Fabrication of SiN String Resonators and Their Applications in Probing Nanoplasmonic Heating

The number of applications of nanoplasmonic heating is increasing rapidly. Not too long ago, nanoplasmonic heating was considered to be a wasteful by-product that needed to be controlled, or better yet, reduced. The positive change in perception has brought about remarkable applications such as photothermal cancer therapy, photothermal imaging, and photothermal drug delivery.

This in turn has led to the emergence of the field of thermoplasmonics. The improvement of current applications of thermoplasmonics and the facilitation of new ones, demands the need for sensitive and reliable tools to probe nanoplasmonic heating at the nanoscale. However, most of the currently available techniques are either too invasive or suffer from drawbacks such as low resolution, lengthy calibration or the inability to probe structures with nanogaps.

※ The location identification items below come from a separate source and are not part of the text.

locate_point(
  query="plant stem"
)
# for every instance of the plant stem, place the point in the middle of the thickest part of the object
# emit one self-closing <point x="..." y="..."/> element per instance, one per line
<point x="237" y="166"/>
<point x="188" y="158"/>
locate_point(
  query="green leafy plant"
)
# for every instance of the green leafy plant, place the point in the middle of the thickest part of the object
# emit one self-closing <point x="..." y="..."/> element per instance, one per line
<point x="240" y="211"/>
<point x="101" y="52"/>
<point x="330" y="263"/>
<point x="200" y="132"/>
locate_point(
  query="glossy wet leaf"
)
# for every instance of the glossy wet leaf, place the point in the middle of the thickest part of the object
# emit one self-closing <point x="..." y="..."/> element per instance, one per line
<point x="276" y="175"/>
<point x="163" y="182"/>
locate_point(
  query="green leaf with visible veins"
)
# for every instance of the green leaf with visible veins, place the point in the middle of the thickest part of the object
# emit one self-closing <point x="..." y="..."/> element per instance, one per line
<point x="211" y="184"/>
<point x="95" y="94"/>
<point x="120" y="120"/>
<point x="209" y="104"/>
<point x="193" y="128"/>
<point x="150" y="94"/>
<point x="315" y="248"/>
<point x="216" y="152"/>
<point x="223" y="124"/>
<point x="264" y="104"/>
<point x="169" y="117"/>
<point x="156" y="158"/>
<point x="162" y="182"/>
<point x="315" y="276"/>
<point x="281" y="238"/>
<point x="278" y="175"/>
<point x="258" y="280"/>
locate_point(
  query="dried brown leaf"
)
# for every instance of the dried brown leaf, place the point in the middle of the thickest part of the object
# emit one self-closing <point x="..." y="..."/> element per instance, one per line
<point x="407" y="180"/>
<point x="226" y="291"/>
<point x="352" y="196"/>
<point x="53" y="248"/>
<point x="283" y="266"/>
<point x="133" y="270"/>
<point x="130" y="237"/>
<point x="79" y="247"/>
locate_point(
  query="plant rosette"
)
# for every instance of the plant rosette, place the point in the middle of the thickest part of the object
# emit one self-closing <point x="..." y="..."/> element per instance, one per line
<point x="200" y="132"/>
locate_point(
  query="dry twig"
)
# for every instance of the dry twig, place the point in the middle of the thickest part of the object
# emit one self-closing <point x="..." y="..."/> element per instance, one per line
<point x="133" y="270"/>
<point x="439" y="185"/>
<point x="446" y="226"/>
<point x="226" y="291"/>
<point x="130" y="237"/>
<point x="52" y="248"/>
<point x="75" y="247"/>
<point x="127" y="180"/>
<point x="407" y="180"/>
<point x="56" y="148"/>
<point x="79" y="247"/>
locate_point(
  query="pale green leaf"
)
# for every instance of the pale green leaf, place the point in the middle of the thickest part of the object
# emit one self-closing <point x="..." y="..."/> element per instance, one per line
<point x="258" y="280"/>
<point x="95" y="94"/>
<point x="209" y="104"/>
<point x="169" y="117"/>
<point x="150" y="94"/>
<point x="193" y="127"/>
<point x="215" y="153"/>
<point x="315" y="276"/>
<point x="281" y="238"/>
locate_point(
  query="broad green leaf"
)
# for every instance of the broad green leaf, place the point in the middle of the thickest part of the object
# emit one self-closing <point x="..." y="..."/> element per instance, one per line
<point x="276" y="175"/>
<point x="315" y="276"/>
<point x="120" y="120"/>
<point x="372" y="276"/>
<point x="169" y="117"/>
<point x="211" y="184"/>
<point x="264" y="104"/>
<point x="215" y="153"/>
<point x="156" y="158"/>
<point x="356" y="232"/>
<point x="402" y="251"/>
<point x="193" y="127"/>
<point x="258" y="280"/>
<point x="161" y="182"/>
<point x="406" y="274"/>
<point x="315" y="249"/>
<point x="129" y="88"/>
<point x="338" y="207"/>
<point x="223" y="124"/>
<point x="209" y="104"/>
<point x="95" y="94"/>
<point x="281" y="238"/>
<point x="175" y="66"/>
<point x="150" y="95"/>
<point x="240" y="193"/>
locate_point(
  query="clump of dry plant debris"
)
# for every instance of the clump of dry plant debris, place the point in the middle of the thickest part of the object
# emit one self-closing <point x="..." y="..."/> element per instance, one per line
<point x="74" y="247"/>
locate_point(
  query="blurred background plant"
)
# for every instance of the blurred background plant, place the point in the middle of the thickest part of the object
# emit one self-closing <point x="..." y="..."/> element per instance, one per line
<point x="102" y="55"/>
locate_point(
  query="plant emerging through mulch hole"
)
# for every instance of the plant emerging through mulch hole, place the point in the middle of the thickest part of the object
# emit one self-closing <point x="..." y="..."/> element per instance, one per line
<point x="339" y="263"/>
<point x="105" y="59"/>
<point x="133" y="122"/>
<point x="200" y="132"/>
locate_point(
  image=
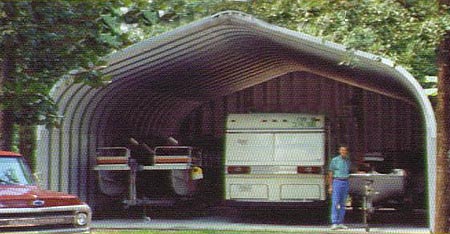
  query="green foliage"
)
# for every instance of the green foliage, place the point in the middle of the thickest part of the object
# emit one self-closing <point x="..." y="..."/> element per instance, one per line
<point x="47" y="39"/>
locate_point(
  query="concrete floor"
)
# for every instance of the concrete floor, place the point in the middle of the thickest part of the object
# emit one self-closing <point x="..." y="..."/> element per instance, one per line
<point x="268" y="220"/>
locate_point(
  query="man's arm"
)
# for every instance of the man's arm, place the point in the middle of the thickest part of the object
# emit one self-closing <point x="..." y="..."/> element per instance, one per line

The rapid advancement in nanofabrication techniques has led to development of micromechanical string resonators that have been shown to possess extraordinarily high quality factors, high temperature sensitivity and responsivity. Moreover, these microstructures can be fabricated using standard cleanroom manufacturing techniques.

Silicon nitride string resonators have already been used to probe nanoplasmonic heating in a single gold nanoslits and a single gold nanorod. The aim of this Ph.D. project was to explore the use of silicon nitride strings to probe more complex plasmonic systems. For the first time, silicon nitride string resonators have been used to probe nanoplasmonic heating in widely used metal nanoparticles such as nanospheres, nanostars, nanocubes and shell-isolated nanoparticles.

The nanoparticles were deposited on the strings followed by their subsequent probing using a 633 nm laser. A single nanoparticle and a dimer was probed for each of the four types. We compare the nanoplasmonic heating in the four sets of probed nanoparticles and observe that gold nanospheres generate the highest heating while gold nanostars generate the lowest.

A closer look at the results reveal that surface morphology and nanogap sizes influence nanoplasmonic heating strongly. Through the experiments, the strings exhibit an excellent sensitivity of ~2.4 Hz/μW.